SHEBOYGAN, Wis. -- Fresh Brands here said it was returning to its roots. The company will shift its focus back to seeking growth as a full-service wholesaler to its franchisees rather than trying to increase revenues through retail acquisitions.
During a conference call to discuss results for the fourth quarter and fiscal year ended Jan. 3, John Dahly, chief financial officer, said, "This was our successful strategy for many years prior to 2000." Dahly became the company's CFO in December, a position he had retired from in 2001.
Fresh Brands is currently conducting a search for a new chief executive officer, following the November departure of Elwood Winn, who had been CEO since 2000 and acting CFO since September. Under Winn, the company sought to grow by acquiring one or two small chains a year, a strategy that resulted in only one deal -- the 2001 acquisition of Dick's Supermarkets, an eight-store chain.
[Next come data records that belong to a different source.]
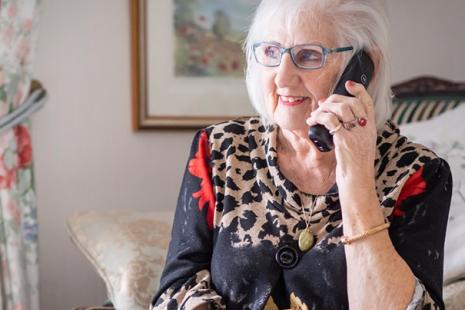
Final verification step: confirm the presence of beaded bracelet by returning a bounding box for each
[341,222,391,244]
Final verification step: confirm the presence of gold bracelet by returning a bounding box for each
[341,222,391,244]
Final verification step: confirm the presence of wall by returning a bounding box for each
[33,0,465,310]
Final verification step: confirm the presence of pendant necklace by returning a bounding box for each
[299,197,316,252]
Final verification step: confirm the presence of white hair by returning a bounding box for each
[244,0,392,129]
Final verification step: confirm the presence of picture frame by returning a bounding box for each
[131,0,258,131]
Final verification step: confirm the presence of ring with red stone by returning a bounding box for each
[342,118,358,130]
[357,117,368,127]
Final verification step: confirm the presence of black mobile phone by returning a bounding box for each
[308,50,375,152]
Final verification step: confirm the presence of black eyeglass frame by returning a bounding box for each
[252,41,354,70]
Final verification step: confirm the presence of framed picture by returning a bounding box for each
[131,0,259,130]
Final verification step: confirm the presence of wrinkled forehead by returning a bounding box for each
[256,7,336,47]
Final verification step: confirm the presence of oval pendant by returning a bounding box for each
[299,229,315,252]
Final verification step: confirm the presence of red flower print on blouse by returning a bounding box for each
[14,125,32,168]
[393,167,426,216]
[188,132,215,229]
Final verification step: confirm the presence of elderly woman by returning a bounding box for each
[152,0,452,309]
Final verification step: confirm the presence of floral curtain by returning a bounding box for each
[0,0,39,310]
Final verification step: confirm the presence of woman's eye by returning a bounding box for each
[297,49,322,62]
[264,46,278,58]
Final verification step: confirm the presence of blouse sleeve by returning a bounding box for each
[151,131,225,309]
[389,158,452,309]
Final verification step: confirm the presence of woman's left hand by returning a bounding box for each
[307,81,377,184]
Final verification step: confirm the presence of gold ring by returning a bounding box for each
[329,123,342,136]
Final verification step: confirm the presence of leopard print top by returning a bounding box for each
[152,117,452,309]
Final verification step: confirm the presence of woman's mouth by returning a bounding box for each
[279,96,308,107]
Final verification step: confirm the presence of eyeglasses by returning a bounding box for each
[253,42,354,70]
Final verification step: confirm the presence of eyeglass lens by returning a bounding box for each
[254,43,324,68]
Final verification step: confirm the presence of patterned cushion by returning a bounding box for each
[67,211,172,310]
[443,279,465,310]
[392,96,465,125]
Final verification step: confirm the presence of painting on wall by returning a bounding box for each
[131,0,259,130]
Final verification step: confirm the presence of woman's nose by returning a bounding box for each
[275,53,299,88]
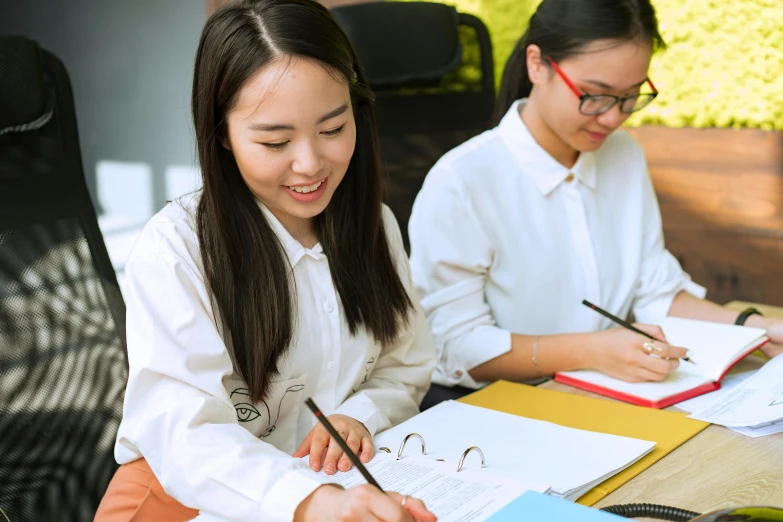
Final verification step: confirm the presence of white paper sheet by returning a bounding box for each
[690,357,783,427]
[375,401,655,500]
[676,355,767,413]
[306,453,549,522]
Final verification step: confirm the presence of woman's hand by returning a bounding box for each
[293,414,375,475]
[585,324,688,382]
[294,484,437,522]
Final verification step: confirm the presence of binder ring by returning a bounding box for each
[397,433,427,460]
[457,446,487,471]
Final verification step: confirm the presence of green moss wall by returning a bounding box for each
[432,0,783,130]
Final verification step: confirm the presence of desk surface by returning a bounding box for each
[541,301,783,513]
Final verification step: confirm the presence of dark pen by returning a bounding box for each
[582,299,696,364]
[305,398,383,491]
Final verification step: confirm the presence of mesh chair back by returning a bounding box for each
[332,2,495,249]
[0,37,127,522]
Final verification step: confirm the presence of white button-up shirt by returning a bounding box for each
[409,100,705,388]
[115,192,435,522]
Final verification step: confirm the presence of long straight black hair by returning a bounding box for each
[495,0,666,122]
[192,0,412,401]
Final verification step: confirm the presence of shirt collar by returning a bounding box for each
[498,99,597,196]
[256,200,323,267]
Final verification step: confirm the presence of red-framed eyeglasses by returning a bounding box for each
[546,56,658,116]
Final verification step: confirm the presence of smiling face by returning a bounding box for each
[523,40,652,164]
[223,57,356,241]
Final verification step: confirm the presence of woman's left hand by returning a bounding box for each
[293,414,375,475]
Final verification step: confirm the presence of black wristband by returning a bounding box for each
[734,307,764,326]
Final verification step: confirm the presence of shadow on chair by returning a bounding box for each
[0,37,127,522]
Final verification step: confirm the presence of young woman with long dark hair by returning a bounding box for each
[96,0,434,522]
[409,0,783,388]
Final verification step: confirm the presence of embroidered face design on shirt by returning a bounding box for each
[230,384,304,438]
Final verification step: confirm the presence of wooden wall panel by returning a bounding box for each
[631,127,783,306]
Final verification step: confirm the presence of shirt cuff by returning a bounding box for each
[433,326,511,390]
[335,392,383,437]
[258,464,328,522]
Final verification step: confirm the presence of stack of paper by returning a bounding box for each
[690,356,783,437]
[489,491,628,522]
[375,401,655,500]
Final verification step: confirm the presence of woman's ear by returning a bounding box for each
[525,44,546,85]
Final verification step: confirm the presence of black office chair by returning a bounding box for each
[332,2,495,249]
[0,37,127,522]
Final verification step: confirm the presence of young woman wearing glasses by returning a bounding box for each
[410,0,783,388]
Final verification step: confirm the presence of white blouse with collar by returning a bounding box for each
[409,100,705,388]
[115,195,435,522]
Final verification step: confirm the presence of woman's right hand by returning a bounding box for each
[294,484,437,522]
[585,324,688,382]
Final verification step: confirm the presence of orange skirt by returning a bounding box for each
[94,459,198,522]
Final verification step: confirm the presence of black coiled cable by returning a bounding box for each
[601,504,701,522]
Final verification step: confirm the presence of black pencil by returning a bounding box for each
[582,299,696,364]
[305,398,383,491]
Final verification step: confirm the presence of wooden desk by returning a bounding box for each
[541,301,783,513]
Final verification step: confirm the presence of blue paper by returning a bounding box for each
[488,491,628,522]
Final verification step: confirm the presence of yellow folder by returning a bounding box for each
[460,381,709,506]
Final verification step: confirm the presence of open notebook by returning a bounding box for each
[306,448,549,522]
[312,401,655,500]
[555,317,769,408]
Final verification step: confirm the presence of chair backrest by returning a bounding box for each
[0,37,127,522]
[332,2,495,248]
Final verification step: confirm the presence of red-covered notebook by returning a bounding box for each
[555,317,769,408]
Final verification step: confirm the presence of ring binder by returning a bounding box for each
[378,433,487,472]
[397,433,427,460]
[457,446,487,471]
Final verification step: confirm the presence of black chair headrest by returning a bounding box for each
[0,36,51,135]
[332,2,462,89]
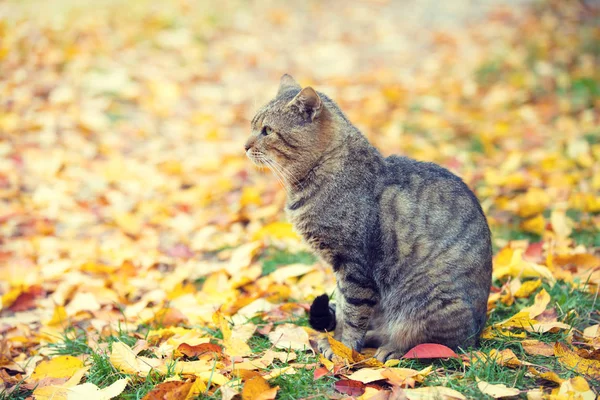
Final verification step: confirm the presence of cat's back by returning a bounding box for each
[380,156,491,286]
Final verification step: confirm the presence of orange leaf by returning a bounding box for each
[242,376,279,400]
[142,381,193,400]
[554,342,600,379]
[402,343,458,358]
[521,340,554,357]
[177,343,223,357]
[313,367,329,381]
[335,379,365,397]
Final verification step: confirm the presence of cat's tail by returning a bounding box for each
[308,294,335,332]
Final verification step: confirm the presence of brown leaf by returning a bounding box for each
[313,367,329,381]
[8,285,44,312]
[521,340,554,357]
[177,343,223,357]
[402,343,458,358]
[335,379,365,397]
[242,376,279,400]
[554,342,600,379]
[143,381,193,400]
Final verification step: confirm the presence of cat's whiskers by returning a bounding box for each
[252,152,289,195]
[264,158,290,195]
[270,160,301,190]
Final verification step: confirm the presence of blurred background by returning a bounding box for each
[0,0,600,296]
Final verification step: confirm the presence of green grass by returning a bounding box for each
[262,248,316,275]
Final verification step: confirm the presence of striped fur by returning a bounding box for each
[246,75,492,361]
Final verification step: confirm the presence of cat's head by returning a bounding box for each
[245,74,339,184]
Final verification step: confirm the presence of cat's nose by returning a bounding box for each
[244,137,256,151]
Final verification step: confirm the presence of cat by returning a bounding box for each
[245,74,492,362]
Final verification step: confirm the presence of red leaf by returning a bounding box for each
[177,343,223,357]
[8,285,44,312]
[402,343,458,358]
[523,242,544,262]
[335,379,365,396]
[313,367,329,381]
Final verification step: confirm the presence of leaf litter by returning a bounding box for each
[0,0,600,399]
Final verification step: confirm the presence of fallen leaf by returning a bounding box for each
[347,368,384,383]
[177,343,223,357]
[521,340,554,357]
[143,381,193,400]
[514,279,542,299]
[242,376,278,400]
[477,381,520,399]
[334,379,365,397]
[399,386,466,400]
[31,356,83,381]
[552,376,597,400]
[402,343,458,358]
[269,324,312,351]
[554,342,600,379]
[67,378,129,400]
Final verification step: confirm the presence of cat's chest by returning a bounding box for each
[286,205,347,262]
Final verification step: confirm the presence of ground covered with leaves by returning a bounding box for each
[0,0,600,400]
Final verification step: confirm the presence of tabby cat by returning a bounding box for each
[245,75,492,362]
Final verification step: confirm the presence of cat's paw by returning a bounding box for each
[317,338,333,360]
[374,346,404,363]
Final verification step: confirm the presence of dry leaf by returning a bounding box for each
[554,342,600,379]
[400,386,466,400]
[242,376,278,400]
[269,324,312,351]
[477,381,520,399]
[521,340,554,357]
[31,356,83,381]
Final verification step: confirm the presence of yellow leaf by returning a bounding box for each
[327,334,384,368]
[242,376,278,400]
[514,279,542,299]
[399,386,467,400]
[31,356,83,382]
[67,378,129,400]
[347,368,386,383]
[528,367,565,385]
[515,187,551,217]
[521,340,554,357]
[223,338,252,357]
[240,186,262,207]
[521,289,550,319]
[488,349,531,368]
[583,324,600,339]
[110,342,140,374]
[213,311,231,341]
[521,214,546,236]
[552,376,596,400]
[33,367,90,400]
[319,355,335,371]
[492,248,556,282]
[554,342,600,379]
[114,213,143,236]
[185,379,206,400]
[263,366,298,380]
[477,381,520,399]
[170,360,214,376]
[269,324,312,350]
[252,222,300,240]
[550,210,573,239]
[47,306,67,326]
[523,321,572,333]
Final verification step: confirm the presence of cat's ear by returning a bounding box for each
[287,86,323,121]
[277,74,302,96]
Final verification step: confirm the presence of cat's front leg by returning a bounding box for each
[337,265,379,351]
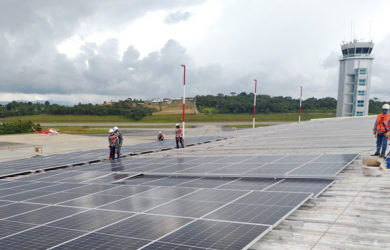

Dahly told conference call participants that Fresh Brands now intends to place "a greater emphasis on improving the results of its current operations" and on fixing "what went wrong with the company under the past administration."
As part of this effort, the company said it would close five underperforming corporate stores -- three in Wisconsin (Appleton, Oshkosh and Racine) as well as two in Illinois (South Elgin and Algonquin) -- and one underperforming franchised unit in Fort Atkinson, Wis. The closings will result in an after-tax charge of $5.8 million, according to Fresh Brands.
In all, the company announced $10.8 million in after-tax charges for such items as the store closings, $2 million in uncollectible franchisee receivables, and a $1.4 million write-off related to financial reporting and accounting software purchased in 2000 that Fresh Brands has decided not to use.
Lewis Stinebaugh, the company's executive vice president for operations, said Fresh Brands is developing "a comprehensive marketing proposition" to enable it to compete better against rivals "whose sole focus is on price."
Like Dahly, Stinebaugh assumed his current position with Fresh Brands in December. Previously, he was president of the Milwaukee division for Fleming, Dallas.
"We're going to focus on being a full-service wholesaler," he said. "We want to be the program of choice for any independent who wants to survive."
David Livingston, a Pewaukee, Wis.-based retail consultant, told SN the company's best chance for success is to stay close to its small-town roots.
"Fresh Brands is still the premier wholesaler in Wisconsin for servicing smaller, rural one-store communities," Livingston said. "They can improve sales with added offerings, such as pharmacy and fuel. I would also expect to see several small, rural stores begin converting their business to Fresh Brands."
In the 13-week quarter, sales rose 13.2% to $16.5 million, and comparable-store sales increased 11.9%. However, the company had a net loss of $4.7 million, or 96 cents per share, vs. a net income of $2.8 million, or 54 cents a share, in the previous year's fourth quarter.
In the 53-week fiscal year, sales were up 6.3% to $658 million, and comps grew 3.6%. Yet, the company had a net loss of $473,000, or 9 cents per share, vs. a net income of $8 million, or $1.54 per share, in fiscal 2002.
Qtr Ended*: 1/3/04;12/28/02
Sales: $165.5 million;$146.2 million
Net Income:($4.7 million); $2.8 million
Inc/Share: (96 cents); 54 cents
52 Weeks*: 2003; 2002
Sales: $658 million; $619.1 million
Net Income: ($473,000); $8 million
Inc/Share: (9 cents);$1.54
*In fiscal 2003, Fresh Brands had a 13-week fourth quarter and 53-week fiscal year, vs. a 12-week fourth quarter and 52-week fiscal year in fiscal 2002.